# Correcting multiple marginals in a subsample of a survey

My question in short: How to assign weights to a subsample of a survey in order to fit multiple features simultaneously to their original marginals?

...and now the details: I have some data set X of n=10000 sample points with 100 features (age, gender, citysize, online-hours, number of siblings, ...). The sample is representative with respect to age, gender, and citysize (that is, the marginals of age, gender, and citysize give the real one). Now I partition the sample X into two parts X1 and X2, depending on some criterion. It turns out that, restricted to only X1 or X2 alone, the marginals age, gender, and citysize do no longer give the original distribution. I want to correct for this by assigning appropriate weights to the sample points, such that including the weights, all three representative factors (age, gender, and citysize) give again the original marginal distribution inside X1 and X2, respectively.

This is fairly easy if you only correct for a single factor, say for the age=1,2,...,10:

1. create the age-histograms for X1 and X2, respectively (which deviate from the "true" histograms of X)
2. assign the weight X.agehist[i] / X1.agehist[i] to each sample in X1 of age i
3. assign the weight X.agehist[i] / X2.agehist[i] to each sample in X2 of age i

Then, including the weights, the marginals of X1 and X2 give the same original distribution as the marginals of X.

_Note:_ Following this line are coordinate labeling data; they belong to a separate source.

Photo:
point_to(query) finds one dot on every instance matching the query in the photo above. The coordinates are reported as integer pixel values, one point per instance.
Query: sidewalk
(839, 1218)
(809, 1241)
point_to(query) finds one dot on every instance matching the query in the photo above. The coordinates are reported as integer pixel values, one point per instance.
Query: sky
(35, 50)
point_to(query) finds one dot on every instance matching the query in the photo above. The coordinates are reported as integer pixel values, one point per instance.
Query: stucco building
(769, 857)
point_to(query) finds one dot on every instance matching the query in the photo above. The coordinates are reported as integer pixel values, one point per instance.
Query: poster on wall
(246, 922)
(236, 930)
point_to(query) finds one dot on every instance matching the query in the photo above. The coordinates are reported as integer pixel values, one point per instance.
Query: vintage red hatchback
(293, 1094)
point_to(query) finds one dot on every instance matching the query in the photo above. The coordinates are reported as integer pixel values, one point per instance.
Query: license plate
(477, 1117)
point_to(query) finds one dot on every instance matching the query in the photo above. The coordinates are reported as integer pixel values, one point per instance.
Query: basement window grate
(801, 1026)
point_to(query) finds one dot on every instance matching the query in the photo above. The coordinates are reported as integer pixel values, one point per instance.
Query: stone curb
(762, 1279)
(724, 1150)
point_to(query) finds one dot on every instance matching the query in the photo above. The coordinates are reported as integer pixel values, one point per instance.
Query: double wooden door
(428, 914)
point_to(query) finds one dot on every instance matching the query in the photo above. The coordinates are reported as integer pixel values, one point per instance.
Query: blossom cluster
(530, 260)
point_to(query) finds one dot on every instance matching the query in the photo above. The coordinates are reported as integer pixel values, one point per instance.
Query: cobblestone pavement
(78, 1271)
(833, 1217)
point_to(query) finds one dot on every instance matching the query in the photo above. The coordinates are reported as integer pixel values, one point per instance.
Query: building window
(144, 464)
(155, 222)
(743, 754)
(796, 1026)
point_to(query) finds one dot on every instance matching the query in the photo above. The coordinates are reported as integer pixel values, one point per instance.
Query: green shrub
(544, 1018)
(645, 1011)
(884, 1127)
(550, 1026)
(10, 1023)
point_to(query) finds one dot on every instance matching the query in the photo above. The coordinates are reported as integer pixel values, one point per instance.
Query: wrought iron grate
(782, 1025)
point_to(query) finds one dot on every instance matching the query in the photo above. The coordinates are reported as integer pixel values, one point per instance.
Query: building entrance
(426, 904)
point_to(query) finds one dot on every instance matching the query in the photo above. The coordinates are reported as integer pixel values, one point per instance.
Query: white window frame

The problem now is, that I want to correct for multiple factors, so finding proper weights seems to be more tricky. Are there any standard techniques for doing so ?

The procedure is called "calibration", and one special algorithm to perform it is called "raking". Essentially, you cycle over the margins adjusting each one until the weights converge. In R, it is implemented by rake() function in survey package. In Stata, I implemented it in ipfraking package.